テストも兼ねた2番で結果は残せなかったが、実戦は2月21日(日本時間同22日)のエンゼルスとのオープン戦以来。井端監督は「何も心配していない。日本に来て投手の球を(見るのが)1週間くらい空いていた。良い形で試合を終えて本番を迎えてくれれば」と全幅の信頼を寄せる。

 1日の夜は大阪市内で決起集会。場所は3年前と同じ吉兆の焼き肉店「明月館」だ。山本、岡本らに加え、サポートメンバーも参加。大谷が自身のインスタグラムで“一番乗り”で報告し「明日から頑張りましょう」とメッセージを添えていた。店の関係者は選手のプライベートに配慮して詳細は伏せたが「決起集会の場に選んでいただけて大変光栄ですし、誇らしい。ぜひ優勝に向けて頑張ってほしいですね」とエールを送った。

 この日は、ナインがこぞってお茶を飲むような新パフォーマンスを披露した。実は1日の練習中に大谷が、日本ハム・北山に「セレブレーションを決めて発表して」と依頼。

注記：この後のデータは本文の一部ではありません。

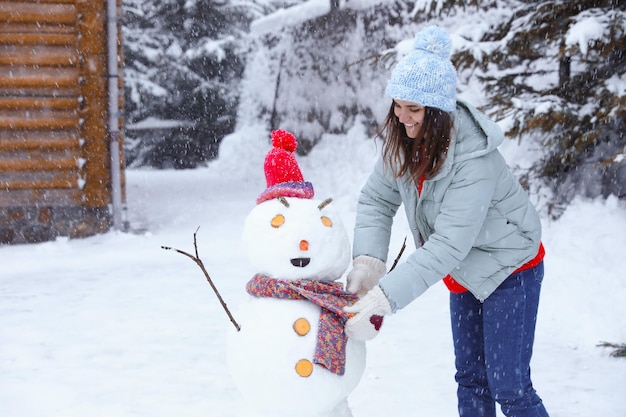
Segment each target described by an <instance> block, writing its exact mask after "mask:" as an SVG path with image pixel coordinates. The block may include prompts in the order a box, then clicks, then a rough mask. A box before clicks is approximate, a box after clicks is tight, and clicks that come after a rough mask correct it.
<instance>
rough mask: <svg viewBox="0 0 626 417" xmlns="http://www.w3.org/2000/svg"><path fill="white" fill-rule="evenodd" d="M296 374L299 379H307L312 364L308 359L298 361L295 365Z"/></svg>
mask: <svg viewBox="0 0 626 417" xmlns="http://www.w3.org/2000/svg"><path fill="white" fill-rule="evenodd" d="M296 372H297V373H298V375H300V376H301V377H304V378H306V377H308V376H310V375H311V374H312V373H313V364H312V363H311V361H310V360H308V359H300V360H299V361H298V363H296Z"/></svg>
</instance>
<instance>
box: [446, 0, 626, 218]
mask: <svg viewBox="0 0 626 417" xmlns="http://www.w3.org/2000/svg"><path fill="white" fill-rule="evenodd" d="M511 6H512V7H514V9H515V12H514V14H513V15H512V17H511V18H510V19H507V20H505V21H502V22H500V23H498V22H493V24H492V25H490V26H488V27H486V30H484V31H482V32H478V33H477V32H476V31H474V32H473V33H471V34H470V33H468V36H466V37H465V38H464V45H462V46H461V47H460V51H459V52H458V53H457V54H456V56H455V62H456V64H457V65H458V67H459V68H461V69H462V70H465V74H466V75H467V74H468V75H469V76H477V77H479V78H480V79H481V81H482V82H483V83H484V85H485V87H486V92H487V95H488V97H489V103H490V104H489V108H488V110H489V111H490V113H491V114H492V115H494V116H495V117H496V118H497V119H500V120H502V122H503V125H504V126H506V127H507V135H508V136H510V137H512V138H514V139H516V140H519V141H522V142H528V143H529V144H536V145H537V146H538V147H539V148H541V151H540V152H539V154H540V155H539V157H538V158H537V160H536V162H535V164H534V165H533V166H531V167H526V169H524V172H523V173H521V174H523V176H524V177H525V181H526V183H527V185H528V186H529V187H530V188H533V191H534V192H536V193H538V194H545V195H547V200H546V202H547V205H546V208H547V210H548V211H549V212H550V213H551V214H552V215H554V216H558V215H559V214H560V213H561V212H562V210H563V209H564V208H565V206H566V205H567V203H568V202H569V201H570V200H571V199H572V198H573V197H574V196H575V195H586V196H590V197H596V196H605V197H606V196H608V195H610V194H614V195H617V196H619V197H620V198H624V197H626V162H625V159H626V158H625V157H626V134H625V132H626V55H625V54H624V51H625V50H626V4H625V3H624V2H621V1H619V0H586V1H576V2H561V1H558V2H557V1H533V2H530V1H520V2H511ZM529 146H532V145H529ZM542 185H547V186H548V187H547V188H548V191H549V192H547V193H543V192H542V191H541V190H540V188H541V186H542Z"/></svg>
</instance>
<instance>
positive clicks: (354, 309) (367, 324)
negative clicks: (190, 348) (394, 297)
mask: <svg viewBox="0 0 626 417" xmlns="http://www.w3.org/2000/svg"><path fill="white" fill-rule="evenodd" d="M343 311H344V312H346V313H348V314H354V316H353V317H351V318H350V319H348V321H347V322H346V325H345V329H344V331H345V333H346V336H348V337H349V338H352V339H355V340H361V341H366V340H371V339H373V338H374V337H376V335H378V331H379V330H380V326H381V325H382V324H383V316H386V315H389V314H391V312H392V311H391V304H390V303H389V300H387V296H386V295H385V293H384V292H383V290H382V289H381V288H380V287H379V286H378V285H377V286H375V287H374V288H372V289H371V290H370V291H369V292H368V293H367V294H365V295H364V296H363V298H361V299H360V300H359V301H357V302H356V303H354V304H353V305H352V306H347V307H344V308H343Z"/></svg>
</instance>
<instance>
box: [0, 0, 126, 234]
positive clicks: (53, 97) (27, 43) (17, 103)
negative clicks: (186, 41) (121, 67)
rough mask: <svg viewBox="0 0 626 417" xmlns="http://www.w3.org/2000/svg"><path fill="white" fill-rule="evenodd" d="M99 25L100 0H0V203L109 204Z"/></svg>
mask: <svg viewBox="0 0 626 417" xmlns="http://www.w3.org/2000/svg"><path fill="white" fill-rule="evenodd" d="M120 2H121V1H120V0H118V10H119V7H120V4H119V3H120ZM118 26H119V25H118ZM106 28H107V26H106V1H104V0H33V1H29V0H20V1H14V0H12V1H6V0H0V208H2V207H12V208H19V207H24V208H28V207H45V208H46V209H47V210H48V211H49V210H50V208H54V207H83V208H103V207H106V206H107V205H108V204H110V202H111V174H110V154H109V152H110V150H109V140H108V132H107V126H108V104H107V100H108V92H107V79H108V77H107V50H106V45H107V33H106V32H107V30H106ZM119 39H120V36H119V33H118V40H119ZM118 49H119V50H121V47H119V48H118ZM120 63H121V59H120ZM119 87H121V81H120V85H119ZM120 97H122V94H120ZM120 122H121V120H120ZM121 126H122V124H121V123H120V128H121ZM121 160H123V158H121ZM5 223H6V221H5ZM59 233H61V234H63V233H62V232H59ZM0 243H2V241H1V240H0Z"/></svg>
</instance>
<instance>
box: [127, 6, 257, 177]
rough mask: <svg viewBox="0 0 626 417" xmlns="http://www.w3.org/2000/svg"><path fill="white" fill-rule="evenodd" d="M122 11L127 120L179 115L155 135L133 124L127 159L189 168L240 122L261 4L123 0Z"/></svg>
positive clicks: (141, 119) (232, 129)
mask: <svg viewBox="0 0 626 417" xmlns="http://www.w3.org/2000/svg"><path fill="white" fill-rule="evenodd" d="M123 12H124V25H123V36H124V42H123V45H124V55H125V67H124V86H125V90H126V101H125V116H126V118H127V124H132V123H135V122H138V121H141V120H143V119H145V118H147V117H151V118H156V119H160V120H168V121H177V122H178V127H177V128H175V129H173V130H172V129H170V130H169V131H168V133H165V134H162V135H154V137H146V134H142V133H141V132H136V131H129V132H128V134H127V135H128V136H129V138H128V146H127V149H126V154H127V157H128V159H129V163H133V162H135V163H138V164H149V165H153V166H159V167H168V166H170V167H176V168H184V167H193V166H196V165H197V164H198V163H201V162H202V161H205V160H207V159H210V158H212V157H214V156H215V154H216V153H217V150H218V146H219V142H220V140H221V139H222V138H223V137H224V136H225V135H226V134H228V133H230V132H231V131H232V130H233V128H234V121H235V114H236V112H237V103H238V88H237V86H238V81H239V79H240V78H241V74H242V72H243V68H244V59H243V57H242V55H243V51H244V48H245V41H244V40H245V36H246V31H247V26H248V24H249V22H250V20H251V19H252V18H253V17H254V16H255V15H256V14H258V13H259V7H258V6H257V5H255V4H254V2H246V1H237V2H235V1H228V0H124V2H123ZM175 125H176V124H175ZM148 132H150V131H148ZM133 136H134V137H133Z"/></svg>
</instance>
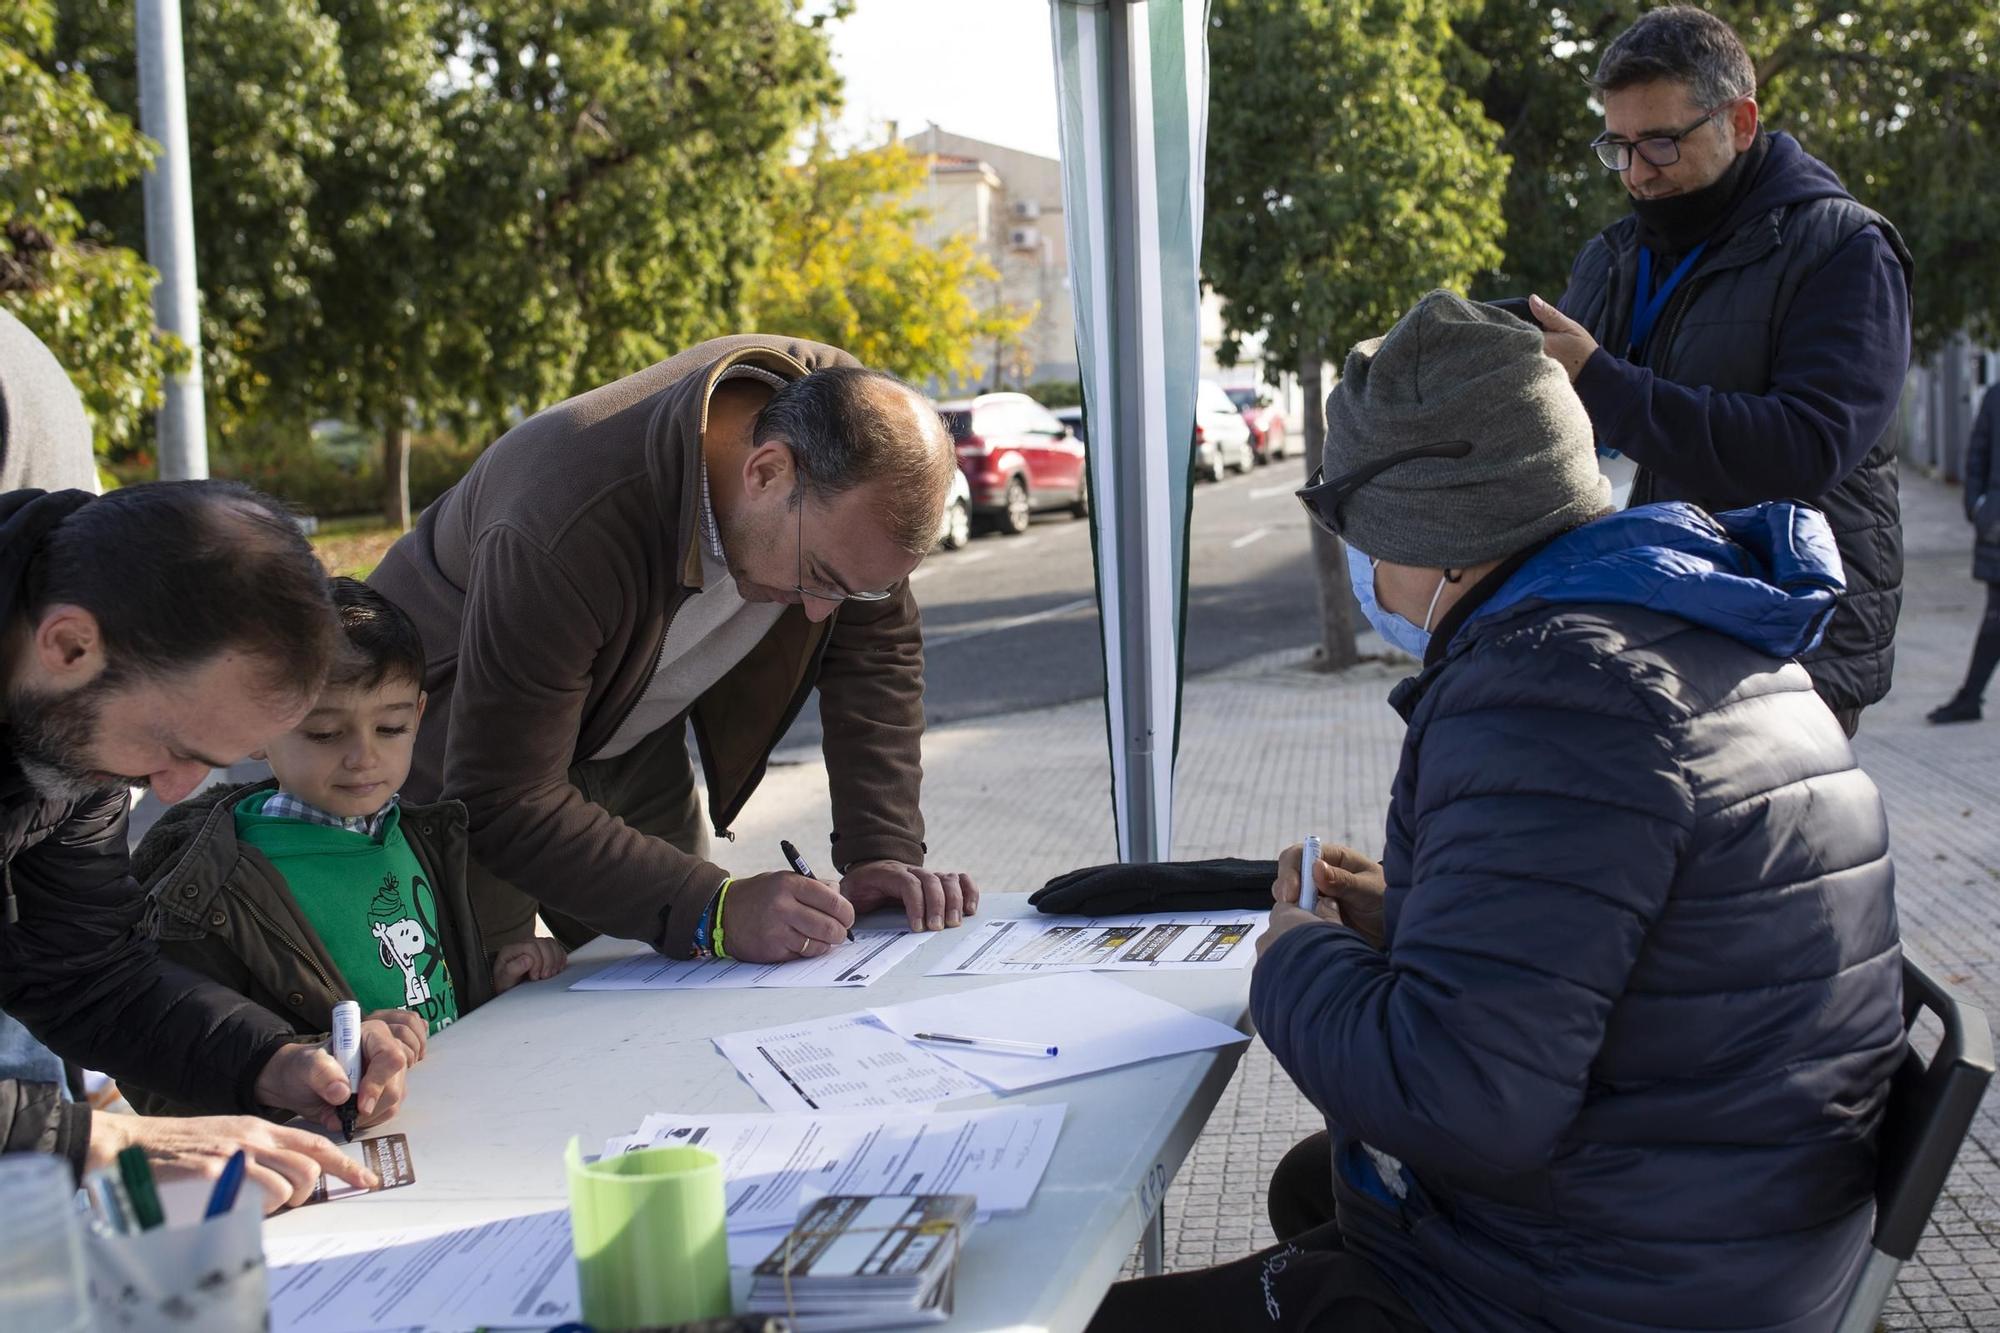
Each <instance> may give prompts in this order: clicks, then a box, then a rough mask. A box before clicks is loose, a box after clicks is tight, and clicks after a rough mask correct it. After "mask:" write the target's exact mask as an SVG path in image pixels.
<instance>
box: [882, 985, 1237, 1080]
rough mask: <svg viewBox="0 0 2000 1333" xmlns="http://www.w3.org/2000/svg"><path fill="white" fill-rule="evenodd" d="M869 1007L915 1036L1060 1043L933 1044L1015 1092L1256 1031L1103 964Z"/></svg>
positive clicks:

「寝られないぐらい考えた」北山が思いついたのは日本の伝統文化で、自身の出身地・京都にも関連し「大谷さんもお茶メーカーのCMをされているので」と考え抜いた茶道のポーズだった。

 だが、吉田も5回に本塁打を打った直後は同ポーズを一時失念した。そのため大谷からは「やっぱりダメ。もう1回考えて」と再考をリクエストされた。それでも「次、大谷さんが打ってベース上でやってくれることを願いながら応援したい。やってくれたら、一気に広まると思う。信じて待つだけです」と北山。前回大会で浸透したペッパーミルポーズのように人気を博すことを期待した。

 昨季ともに世界一連覇に大きく貢献したドジャース・山本、そして主砲候補のブルージェイズ・岡本も合流し、代表全30選手がそろった。チーム内の雰囲気は日を追うごとに盛り上がっている。「前回初めて出場して素晴らしい大会だった。前回以上に素晴らしくなるんじゃないかな」と、待ち望んでいた大谷。

WBC連覇へ、すでに侍ナインの絆が強固なものになりつつある。(竹内 夏紀)

 ◆ペッパーミルポーズ 23年大会で先頭打者として活躍したヌートバーが披露し、チームに浸透。粒コショウをひく料理道具を使う際の動きをまねたポーズ。ヌートバーが所属するカージナルズで行っており、「粘り強く戦う」などの意味が込められている。侍ジャパンのチームメートだけでなく、日本中でも流行し、同年の新語・流行語大賞トップ10入りした。